Performance: systems + data layout (parallel when safe)

A major perk of ECS-style design is that the scheduler can run systems in parallel when their data access doesn’t conflict. Data access patterns are explicit:

  • Query<&T> is read access
  • Query<&mut T> / ResMut<T> is write access

That explicitness enables real concurrency while staying maintainable.


Storage and performance notes: “planar”/SoA thinking

A common performance win is struct-of-arrays (SoA) layout: keep each component type contiguous so tight loops are cache-friendly and easier to vectorize.

Many ECS engines already store components in SoA-like layouts internally, grouped by archetype. You usually don’t need to hand-roll storage. But for hotspot kernels (custom broadphases, particle sims, ML feature transforms), a purpose-built SoA can still be valuable.

Example: a manual SoA for a specialized kernel

struct PlanarStorage {
    positions: Vec<Vec3>,
    velocities: Vec<Vec3>,
    radii: Vec<f32>,
}

// Tight math kernel over the SoA; often easy for the compiler to optimize.
fn integrate(storage: &mut PlanarStorage, dt: f32) {
    for i in 0..storage.positions.len() {
        storage.positions[i] += storage.velocities[i] * dt;
    }
}

Guideline: keep ECS as the source of truth, and use SoA caches as derived data when profiling says it matters.
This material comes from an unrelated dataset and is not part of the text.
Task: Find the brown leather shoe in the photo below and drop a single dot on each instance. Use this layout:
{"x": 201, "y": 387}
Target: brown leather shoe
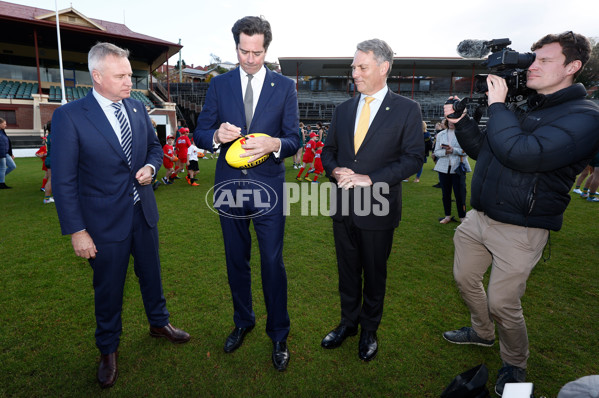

ESCAPER beyond games: simulation + machine learning

ESCAPER maps cleanly onto simulation-heavy ML workflows:

  • Entities: agents, sensors, objects, cameras, labels, annotations
  • Components: state/features (pose, velocity, class id, material, noise params)
  • Systems: step dynamics, render, domain randomization, label extraction
  • Events: “frame captured”, “episode ended”, “anomaly detected”
  • Resources: seed control, dataset config, global environment params
  • Plugins: swappable environments, logging/export backends, instrumentation

This gives you:

  • composable experiments (swap plugins, keep core app)
  • fast iteration (add components to add features)
  • clearer profiling (systems are natural measurement boundaries)

ESCAPER vs dependency-injection (DI) frameworks

DI excels at wiring long-lived services (I/O, databases, network clients) and enforcing boundaries in classic “object graph” architectures. ESCAPER shifts the center of gravity:

  • behavior is selected by data presence (components), not by constructor wiring
  • coupling is reduced via queries + events, not service locators
  • concurrency becomes more natural because access patterns are explicit

In practice, many teams do a hybrid:

  • use ESCAPER (ECS) for the hot inner loop and dynamic world state
  • use DI (or simple constructors) for outer-shell services and integration code

Conclusion

ESCAPER is a useful mental model for building complex systems that stay modular under change: compose behavior with components, express logic as systems, integrate with apps/plugins, communicate with events, and reserve resources for truly shared state.

If you design the data well, the architecture tends to “click” into place—and performance follows naturally.